Risk-taking behaviour rises until 50
Willing to risk your knowledge, skills and monetary reward in
competition? If you are under age 50, you’ve probably not reached your
competitive peak. If you are older, that peak is behind you.
That people are willing to engage in risk at 50 surprised University
of Oregon economists and psychologists who explored such behavior in
their research.
The project began as part of a required educational component of a
stimulus grant from the National Institutes of Health’s National
Institute of Aging. Under the guidance of the UO researchers, the
students uncovered uncharted territory, so the Mayr-Harbaugh team mined
the data more in-depth.
In a paper appearing online ahead of publication in the journal
Psychology and Aging, the researchers report that the willingness to
enter competition to achieve a bigger payoff continues to rise for all
adults — men slightly more than women — until they get into their 50s.

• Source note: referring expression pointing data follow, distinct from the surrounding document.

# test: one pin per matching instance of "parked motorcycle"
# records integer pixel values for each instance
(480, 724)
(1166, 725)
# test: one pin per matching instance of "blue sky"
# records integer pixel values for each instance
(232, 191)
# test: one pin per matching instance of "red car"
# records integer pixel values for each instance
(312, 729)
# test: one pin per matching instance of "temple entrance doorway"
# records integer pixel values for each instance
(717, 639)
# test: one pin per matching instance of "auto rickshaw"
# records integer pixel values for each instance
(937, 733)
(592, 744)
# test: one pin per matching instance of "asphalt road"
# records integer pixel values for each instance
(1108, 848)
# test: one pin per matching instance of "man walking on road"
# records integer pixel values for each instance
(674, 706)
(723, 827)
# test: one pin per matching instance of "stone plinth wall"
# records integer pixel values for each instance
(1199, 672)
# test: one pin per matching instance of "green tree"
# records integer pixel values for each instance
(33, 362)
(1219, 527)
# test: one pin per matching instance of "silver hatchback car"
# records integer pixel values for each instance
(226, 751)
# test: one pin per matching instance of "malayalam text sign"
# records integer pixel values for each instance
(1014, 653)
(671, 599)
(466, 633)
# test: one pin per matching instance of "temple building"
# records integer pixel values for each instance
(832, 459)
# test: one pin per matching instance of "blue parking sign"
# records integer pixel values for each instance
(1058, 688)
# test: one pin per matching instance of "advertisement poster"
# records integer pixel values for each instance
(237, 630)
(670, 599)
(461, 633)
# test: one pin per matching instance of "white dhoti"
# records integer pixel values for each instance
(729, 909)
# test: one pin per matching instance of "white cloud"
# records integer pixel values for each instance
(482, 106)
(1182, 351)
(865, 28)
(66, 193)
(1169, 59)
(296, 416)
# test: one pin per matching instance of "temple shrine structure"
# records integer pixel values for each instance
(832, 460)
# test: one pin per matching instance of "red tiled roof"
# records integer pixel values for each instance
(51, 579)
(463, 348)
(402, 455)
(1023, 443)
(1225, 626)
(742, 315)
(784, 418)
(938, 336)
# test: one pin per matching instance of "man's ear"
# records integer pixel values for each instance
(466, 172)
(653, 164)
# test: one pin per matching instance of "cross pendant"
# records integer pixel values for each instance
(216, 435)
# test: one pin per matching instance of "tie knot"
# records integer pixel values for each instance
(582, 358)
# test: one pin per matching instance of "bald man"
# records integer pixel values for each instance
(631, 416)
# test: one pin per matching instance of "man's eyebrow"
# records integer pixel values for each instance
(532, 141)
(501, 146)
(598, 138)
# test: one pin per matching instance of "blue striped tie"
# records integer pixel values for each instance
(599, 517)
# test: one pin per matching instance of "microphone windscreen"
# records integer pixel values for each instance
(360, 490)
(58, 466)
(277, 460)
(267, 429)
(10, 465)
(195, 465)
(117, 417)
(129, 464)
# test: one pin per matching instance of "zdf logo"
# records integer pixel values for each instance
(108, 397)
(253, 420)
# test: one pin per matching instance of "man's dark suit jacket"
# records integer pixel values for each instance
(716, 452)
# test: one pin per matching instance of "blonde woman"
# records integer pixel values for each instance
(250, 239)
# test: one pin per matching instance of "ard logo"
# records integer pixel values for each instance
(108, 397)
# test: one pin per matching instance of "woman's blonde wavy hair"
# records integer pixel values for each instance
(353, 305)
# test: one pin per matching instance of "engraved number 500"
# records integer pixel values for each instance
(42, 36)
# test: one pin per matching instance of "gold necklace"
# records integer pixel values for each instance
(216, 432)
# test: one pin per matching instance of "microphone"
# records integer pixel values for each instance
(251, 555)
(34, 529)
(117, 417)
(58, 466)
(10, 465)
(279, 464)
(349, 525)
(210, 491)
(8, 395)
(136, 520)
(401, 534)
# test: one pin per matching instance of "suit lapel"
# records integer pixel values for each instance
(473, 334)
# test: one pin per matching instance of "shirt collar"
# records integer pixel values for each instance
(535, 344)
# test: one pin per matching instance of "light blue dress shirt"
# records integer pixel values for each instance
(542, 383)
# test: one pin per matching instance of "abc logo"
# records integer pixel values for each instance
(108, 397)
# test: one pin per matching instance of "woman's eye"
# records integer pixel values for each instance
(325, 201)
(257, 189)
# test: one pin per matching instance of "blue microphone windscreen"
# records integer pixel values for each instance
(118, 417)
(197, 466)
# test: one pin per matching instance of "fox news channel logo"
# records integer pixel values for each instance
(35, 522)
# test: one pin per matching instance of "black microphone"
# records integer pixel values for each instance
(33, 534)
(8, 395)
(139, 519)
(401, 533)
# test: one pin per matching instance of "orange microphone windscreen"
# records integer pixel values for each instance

The results were drawn from 543 of the adults in the study who were ages
25 to 75. The 281 men and 262 women were relatively well balanced across
age brackets of 25-34, 35-44, 45-54, 55-64 and 66-74. “Competitions are
really important as people go after resources, political positioning,
college admission, jobs and the like,” Mayr said. “How well you perform
in them determines your success.
Maybe it’s all about choices people make. The results of our study
were striking and novel.” “We expected to find the competitive
risk-taking going down,” Harbaugh said. “Seeing it going up to age 50
was surprising.” Conventional wisdom, based on previous research most
often focused on younger adults, indeed has suggested that risk-taking
behavior declines after about age 25. Earlier research also has shown
that cognitive performance declines as people age, with hormone levels
such as cortisol and testosterone going down.
“The general notion,” Mayr said, “has been that as you grow older,
achievement is not as important anymore.” Earlier studies also had
documented that women, especially college-aged, were less likely than
men to participate in competition. “The gender difference didn’t go away
in our study,” Harbaugh said. Interestingly, the researchers found that
these gender differences “extend across the lifespan, remaining
virtually unchanged between 25 and 75.” Taking risks to achieve rewards
has huge consequences, he said.
It is a behavior that is fundamental in the business world, he said,
whether a person is launching a start-up company or a restaurant, for
example. “We need to understand this drive and gender differences that
might be at play. While we saw parallel curves for men and women across
the lifespan, it was slightly less strong for women.
What are the consequences for men and women?” The participants had
been given a choice to complete a short mathematics exercise and receive
a small cash reward for correct answers in non-competitive work or
potentially larger payoffs if they out-performed others in the task.